Папа одумался. Это был хитрый, расчетливый и жизнелюбивый старик. Коронация курфюрста состоялась в базилике святого Иоанна Латернского. Император, кроме меча, державы и скипетра получил также кольцо, как символ веры, был посвящен в иподиаконы, избрался в каноники церкви святого Петра и торжественно зачитал присягу, в которой поклялся любить и защищать Святую римскую Церковь и ее епископов (что выглядело несколько странно в свете последних событий). Он получил титулы императора Священной Римской Империи, Главы христианского мира, Светского главы верных, Покровителя Палестины и католической веры. Кроме того заставил папу подписать кабальный договор, им же самим и продиктованный. Когда «змееныш»-император убрался со своими тевтонами восвояси, Пасхалий II, почувствовав свободу, тотчас же объявил, что все уступки по договору недействительны. Но от коронации – увы! – отказаться не мог, поскольку сам воздевал венец на голову Генриха V.
– Ничего не поделаешь! – сокрушенно вздохнул он. – Кто-то же должен быть императором Священной Римской Империи? Тем более, что титул этот ничего не стоит. Превыше всего – власть Церкви.
Недели две спустя, он беседовал на эту тему в своих покоях с любимым кардиналом Метцем. Между ними, на инкрустированном византийском столике, лежали на подносе фрукты и стоял пурпурный графинчик с византийским же сладким вином.
– …и кроме того, – продолжил папа, снова вздохнув, так как обида на «змееныша» была еще крепка, – кроме того, только Римский епископ по праву зовется вселенским, а Римская церковь создана единым Богом. Вспомни диктат блаженной памяти Григория, моего предшественника. Там сказано, что только папа может низлагать императоров, и никто не смеет отменить его решение, а он один отменяет чьи угодно.
– А еще там сказано, – угодливо подхватил кардинал, – что одному папе все князья лобызают ноги и никто ему не судья. Это воистину так.
Пасхалий хитро прищурился, глядя на своего секретаря: ему не нравилась угодливость в людях. Но кардинал Метц был исполнителен, расторопен, находчив и посвящен во многие тайны Ватикана и католической церкви. Кроме того, он приходился папе дальним родственником.
– Германцы вообще грубый, неотесанный народ, просто мужланы какие-то, – добавил кардинал, желая сделать любезное папе.
– Возможно, – лукаво отозвался тот. – Однако легенда гласит, что римляне и германцы происходят от одной ветви, а посох Святого Петра был найден на берегах Рейна.
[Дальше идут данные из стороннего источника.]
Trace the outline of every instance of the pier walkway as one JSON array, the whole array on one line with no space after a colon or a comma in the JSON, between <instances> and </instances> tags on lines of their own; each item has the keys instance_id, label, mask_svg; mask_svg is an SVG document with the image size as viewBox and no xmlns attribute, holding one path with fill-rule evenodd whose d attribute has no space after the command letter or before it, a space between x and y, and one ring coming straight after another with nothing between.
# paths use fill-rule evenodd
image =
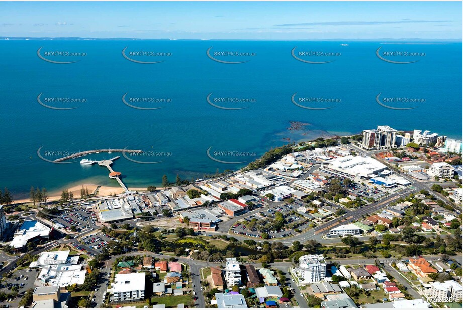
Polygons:
<instances>
[{"instance_id":1,"label":"pier walkway","mask_svg":"<svg viewBox=\"0 0 463 310\"><path fill-rule=\"evenodd\" d=\"M109 170L110 175L111 176L111 173L116 172L115 171L114 171L114 170L113 170L113 168L111 168L111 165L113 164L113 161L115 161L118 158L119 158L119 157L116 156L109 160L103 160L103 161L99 161L98 162L97 162L97 163L98 163L99 165L104 166L106 167L107 168L108 168L108 170ZM121 178L120 176L115 176L114 177L110 176L110 177L112 179L114 179L116 180L116 181L117 181L118 183L119 184L119 185L121 186L121 187L122 187L122 189L125 192L129 191L129 189L128 189L127 187L125 186L125 184L124 184L122 182L122 180L121 180Z\"/></svg>"},{"instance_id":2,"label":"pier walkway","mask_svg":"<svg viewBox=\"0 0 463 310\"><path fill-rule=\"evenodd\" d=\"M66 161L67 160L70 160L71 159L75 159L78 157L80 157L81 156L89 155L90 154L96 154L97 153L112 153L113 152L114 152L115 153L123 153L124 152L127 152L129 153L141 153L142 151L143 151L140 150L139 149L121 149L111 148L108 148L107 149L94 149L92 150L86 150L84 152L80 152L79 153L73 154L72 155L61 157L60 158L56 159L53 161L53 162L62 162L63 161Z\"/></svg>"}]
</instances>

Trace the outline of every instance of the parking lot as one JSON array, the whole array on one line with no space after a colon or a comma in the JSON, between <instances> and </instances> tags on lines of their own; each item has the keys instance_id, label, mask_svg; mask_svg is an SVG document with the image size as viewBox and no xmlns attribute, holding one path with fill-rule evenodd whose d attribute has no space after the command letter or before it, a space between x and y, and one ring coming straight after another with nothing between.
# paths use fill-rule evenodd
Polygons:
<instances>
[{"instance_id":1,"label":"parking lot","mask_svg":"<svg viewBox=\"0 0 463 310\"><path fill-rule=\"evenodd\" d=\"M71 227L74 226L76 231L80 232L95 226L95 219L92 217L91 213L86 210L67 211L50 221L60 228L70 231Z\"/></svg>"},{"instance_id":2,"label":"parking lot","mask_svg":"<svg viewBox=\"0 0 463 310\"><path fill-rule=\"evenodd\" d=\"M362 185L360 183L355 182L354 180L352 180L351 176L346 174L342 173L342 172L335 171L326 168L320 168L318 170L324 174L337 178L341 181L341 183L344 179L348 178L350 179L353 181L352 184L349 186L343 185L342 187L345 189L348 192L353 193L357 196L359 196L365 198L373 198L377 200L389 194L387 191L384 191L378 188L375 189L373 187L367 185ZM366 180L363 182L365 184L368 181Z\"/></svg>"},{"instance_id":3,"label":"parking lot","mask_svg":"<svg viewBox=\"0 0 463 310\"><path fill-rule=\"evenodd\" d=\"M235 223L231 230L236 234L258 238L262 238L263 233L268 234L270 239L296 235L298 233L294 231L295 229L305 229L311 224L307 217L299 214L295 214L294 211L300 206L299 203L285 204L249 215ZM284 226L279 229L268 227L267 224L274 219L277 212L283 215L285 222Z\"/></svg>"},{"instance_id":4,"label":"parking lot","mask_svg":"<svg viewBox=\"0 0 463 310\"><path fill-rule=\"evenodd\" d=\"M103 233L92 234L80 240L82 244L87 245L99 253L101 253L103 248L111 241L118 241L116 238Z\"/></svg>"},{"instance_id":5,"label":"parking lot","mask_svg":"<svg viewBox=\"0 0 463 310\"><path fill-rule=\"evenodd\" d=\"M13 287L18 287L18 296L16 298L9 301L5 300L0 302L1 307L19 307L18 303L24 295L24 293L28 288L35 287L34 282L39 274L38 269L24 269L17 270L5 281L2 281L0 283L0 291L6 293L10 293L14 290Z\"/></svg>"}]
</instances>

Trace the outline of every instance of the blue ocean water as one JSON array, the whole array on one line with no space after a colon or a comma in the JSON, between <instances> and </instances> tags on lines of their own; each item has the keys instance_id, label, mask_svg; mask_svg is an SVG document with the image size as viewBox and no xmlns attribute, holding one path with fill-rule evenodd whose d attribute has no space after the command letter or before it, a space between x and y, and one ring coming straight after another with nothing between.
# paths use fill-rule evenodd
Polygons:
<instances>
[{"instance_id":1,"label":"blue ocean water","mask_svg":"<svg viewBox=\"0 0 463 310\"><path fill-rule=\"evenodd\" d=\"M341 44L348 46L341 46ZM56 164L60 154L99 148L141 149L167 155L131 156L136 160L162 161L143 164L122 158L114 164L130 187L161 182L163 174L174 180L202 177L217 169L235 169L243 164L214 161L250 161L270 148L318 136L356 133L378 125L398 130L429 130L461 138L461 43L383 44L381 42L306 42L252 41L0 41L0 186L16 197L31 185L52 191L70 184L91 182L117 186L106 169L83 167L78 162ZM47 62L41 55L67 64ZM122 51L156 51L163 56L131 56L156 64L136 63L125 59ZM246 61L226 64L219 60ZM322 64L295 59L334 60ZM392 64L375 54L408 51L421 56L386 56L408 64ZM85 56L56 57L50 51L80 52ZM223 56L219 52L252 53ZM337 53L338 56L307 56L299 52ZM422 53L424 53L423 55ZM45 56L45 55L47 56ZM133 55L134 54L130 55ZM383 54L382 54L383 55ZM387 54L384 54L387 55ZM332 103L304 102L304 106L332 108L306 109L291 101L295 98L335 99ZM417 107L408 110L389 109L376 101L381 98L407 98L425 102L387 103ZM126 105L121 100L144 110ZM211 94L214 104L208 103ZM37 101L68 110L47 108ZM84 99L80 102L53 102L49 98ZM222 102L213 98L238 98L251 102ZM129 98L168 99L164 102L129 102ZM170 101L171 100L171 102ZM387 101L386 101L387 102ZM290 122L308 125L299 131L287 128ZM222 156L221 151L238 152ZM244 152L244 154L241 153ZM101 159L121 154L87 157ZM215 154L215 155L214 155ZM82 159L78 159L78 161Z\"/></svg>"}]
</instances>

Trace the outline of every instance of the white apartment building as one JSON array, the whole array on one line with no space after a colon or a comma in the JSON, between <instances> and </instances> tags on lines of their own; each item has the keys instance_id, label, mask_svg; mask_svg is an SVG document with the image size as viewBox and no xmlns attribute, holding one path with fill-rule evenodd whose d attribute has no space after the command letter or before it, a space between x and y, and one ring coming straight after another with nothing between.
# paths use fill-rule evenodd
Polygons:
<instances>
[{"instance_id":1,"label":"white apartment building","mask_svg":"<svg viewBox=\"0 0 463 310\"><path fill-rule=\"evenodd\" d=\"M145 298L144 272L116 274L113 284L115 301L138 300Z\"/></svg>"},{"instance_id":2,"label":"white apartment building","mask_svg":"<svg viewBox=\"0 0 463 310\"><path fill-rule=\"evenodd\" d=\"M362 144L366 148L391 148L396 145L397 133L397 130L389 126L378 126L376 129L363 130Z\"/></svg>"},{"instance_id":3,"label":"white apartment building","mask_svg":"<svg viewBox=\"0 0 463 310\"><path fill-rule=\"evenodd\" d=\"M455 281L430 283L430 297L433 299L445 300L450 298L453 302L461 301L463 297L463 286Z\"/></svg>"},{"instance_id":4,"label":"white apartment building","mask_svg":"<svg viewBox=\"0 0 463 310\"><path fill-rule=\"evenodd\" d=\"M360 235L362 233L362 230L357 225L353 224L342 225L335 228L330 230L330 235L331 236L347 236L347 235Z\"/></svg>"},{"instance_id":5,"label":"white apartment building","mask_svg":"<svg viewBox=\"0 0 463 310\"><path fill-rule=\"evenodd\" d=\"M463 152L463 142L455 139L446 139L443 151L461 154Z\"/></svg>"},{"instance_id":6,"label":"white apartment building","mask_svg":"<svg viewBox=\"0 0 463 310\"><path fill-rule=\"evenodd\" d=\"M321 255L303 255L295 272L300 285L320 282L326 276L326 261Z\"/></svg>"},{"instance_id":7,"label":"white apartment building","mask_svg":"<svg viewBox=\"0 0 463 310\"><path fill-rule=\"evenodd\" d=\"M418 145L427 146L437 142L438 133L431 133L429 130L426 130L423 133L421 132L421 130L413 130L413 142Z\"/></svg>"},{"instance_id":8,"label":"white apartment building","mask_svg":"<svg viewBox=\"0 0 463 310\"><path fill-rule=\"evenodd\" d=\"M227 258L225 265L225 281L229 288L241 284L241 269L235 257Z\"/></svg>"},{"instance_id":9,"label":"white apartment building","mask_svg":"<svg viewBox=\"0 0 463 310\"><path fill-rule=\"evenodd\" d=\"M460 205L463 203L463 188L460 188L453 190L451 197L455 200L455 202Z\"/></svg>"},{"instance_id":10,"label":"white apartment building","mask_svg":"<svg viewBox=\"0 0 463 310\"><path fill-rule=\"evenodd\" d=\"M455 168L448 163L434 163L428 170L428 174L441 178L453 178L455 175Z\"/></svg>"}]
</instances>

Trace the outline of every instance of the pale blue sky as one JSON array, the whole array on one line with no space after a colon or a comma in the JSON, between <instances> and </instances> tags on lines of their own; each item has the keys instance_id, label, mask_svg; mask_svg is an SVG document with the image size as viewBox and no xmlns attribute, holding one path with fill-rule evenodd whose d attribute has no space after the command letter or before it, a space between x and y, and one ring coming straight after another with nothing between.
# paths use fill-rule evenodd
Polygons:
<instances>
[{"instance_id":1,"label":"pale blue sky","mask_svg":"<svg viewBox=\"0 0 463 310\"><path fill-rule=\"evenodd\" d=\"M0 36L462 37L461 2L0 2Z\"/></svg>"}]
</instances>

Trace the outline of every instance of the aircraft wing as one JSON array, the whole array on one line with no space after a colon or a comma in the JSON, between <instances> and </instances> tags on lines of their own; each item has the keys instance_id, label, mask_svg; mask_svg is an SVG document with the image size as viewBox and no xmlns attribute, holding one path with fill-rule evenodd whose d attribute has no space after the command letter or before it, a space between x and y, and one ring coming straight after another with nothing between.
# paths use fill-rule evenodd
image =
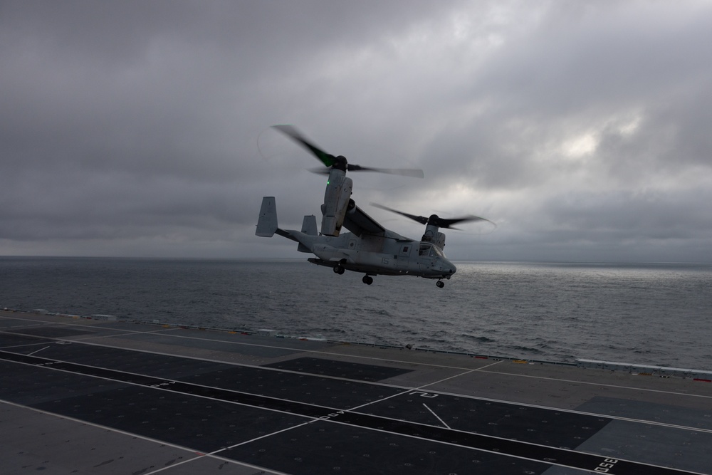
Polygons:
<instances>
[{"instance_id":1,"label":"aircraft wing","mask_svg":"<svg viewBox=\"0 0 712 475\"><path fill-rule=\"evenodd\" d=\"M353 209L346 212L343 226L359 236L364 233L367 234L382 234L386 231L385 228L376 222L368 214L366 214L357 206L355 206Z\"/></svg>"}]
</instances>

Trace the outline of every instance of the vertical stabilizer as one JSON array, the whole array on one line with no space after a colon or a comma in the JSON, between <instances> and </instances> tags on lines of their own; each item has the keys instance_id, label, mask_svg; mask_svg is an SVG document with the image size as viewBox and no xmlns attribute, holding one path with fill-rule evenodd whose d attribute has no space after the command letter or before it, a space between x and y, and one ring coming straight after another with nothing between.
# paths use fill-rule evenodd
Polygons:
<instances>
[{"instance_id":1,"label":"vertical stabilizer","mask_svg":"<svg viewBox=\"0 0 712 475\"><path fill-rule=\"evenodd\" d=\"M256 236L272 237L277 231L277 204L274 197L265 197L262 199L262 207L260 208L260 218L257 221Z\"/></svg>"}]
</instances>

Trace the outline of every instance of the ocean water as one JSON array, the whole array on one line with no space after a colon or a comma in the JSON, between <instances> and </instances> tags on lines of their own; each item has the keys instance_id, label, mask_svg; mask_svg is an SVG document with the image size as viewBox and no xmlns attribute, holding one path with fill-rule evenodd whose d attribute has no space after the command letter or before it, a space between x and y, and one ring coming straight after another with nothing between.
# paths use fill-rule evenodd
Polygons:
<instances>
[{"instance_id":1,"label":"ocean water","mask_svg":"<svg viewBox=\"0 0 712 475\"><path fill-rule=\"evenodd\" d=\"M303 260L0 258L0 308L712 370L712 265L456 263L441 289Z\"/></svg>"}]
</instances>

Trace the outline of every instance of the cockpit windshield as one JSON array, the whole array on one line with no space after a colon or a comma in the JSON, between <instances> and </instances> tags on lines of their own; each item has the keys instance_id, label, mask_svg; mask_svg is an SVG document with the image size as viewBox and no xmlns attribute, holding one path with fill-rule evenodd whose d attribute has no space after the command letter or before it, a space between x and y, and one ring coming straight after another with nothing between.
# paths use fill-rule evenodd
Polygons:
<instances>
[{"instance_id":1,"label":"cockpit windshield","mask_svg":"<svg viewBox=\"0 0 712 475\"><path fill-rule=\"evenodd\" d=\"M445 257L443 251L440 250L437 246L433 246L432 244L421 243L420 250L418 252L420 256L429 256L430 257Z\"/></svg>"}]
</instances>

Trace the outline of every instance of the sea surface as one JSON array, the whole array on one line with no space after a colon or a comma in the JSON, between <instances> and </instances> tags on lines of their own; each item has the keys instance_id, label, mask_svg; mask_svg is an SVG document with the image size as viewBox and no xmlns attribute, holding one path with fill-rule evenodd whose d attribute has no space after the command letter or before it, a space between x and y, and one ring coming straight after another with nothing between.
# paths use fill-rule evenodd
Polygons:
<instances>
[{"instance_id":1,"label":"sea surface","mask_svg":"<svg viewBox=\"0 0 712 475\"><path fill-rule=\"evenodd\" d=\"M441 289L303 260L7 257L0 308L712 370L712 264L456 264Z\"/></svg>"}]
</instances>

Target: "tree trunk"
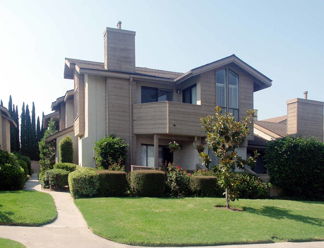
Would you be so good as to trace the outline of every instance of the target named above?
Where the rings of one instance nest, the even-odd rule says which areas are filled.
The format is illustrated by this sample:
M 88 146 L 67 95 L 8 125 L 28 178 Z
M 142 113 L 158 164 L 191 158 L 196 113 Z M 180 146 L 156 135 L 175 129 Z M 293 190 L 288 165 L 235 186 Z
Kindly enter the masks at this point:
M 228 196 L 228 188 L 226 188 L 225 191 L 225 195 L 226 198 L 226 207 L 229 208 L 229 196 Z

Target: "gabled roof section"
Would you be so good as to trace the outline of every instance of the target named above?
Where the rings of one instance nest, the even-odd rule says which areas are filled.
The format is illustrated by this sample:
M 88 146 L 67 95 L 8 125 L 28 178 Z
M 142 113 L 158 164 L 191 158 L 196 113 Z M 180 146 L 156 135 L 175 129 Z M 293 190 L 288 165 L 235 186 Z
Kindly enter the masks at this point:
M 272 85 L 271 79 L 245 63 L 235 54 L 190 70 L 176 78 L 174 81 L 177 83 L 180 83 L 192 76 L 230 64 L 234 64 L 238 66 L 255 78 L 254 84 L 255 92 L 270 87 Z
И именно германцам поручено собрать разбредшееся стадо в один загон.
– То так, – почтительно наклонил голову Метц.
– А ведь спаситель наш Иисус объявил на кресте двум мытарям, что через тысячу лет явятся франки, его сыны, чтобы отомстить за него.
– И это правда, – секретарь выдержал насмешливый взгляд собеседника. – Ведь Иерусалим возвращен Святой Церкви во многом благодаря им.
– Так франки или германцы? А может быть славяне?
– Католики, мой господин. Только католики. Лишь те, кто подчиняются Святой Римской Церкви, которая никогда не заблуждается.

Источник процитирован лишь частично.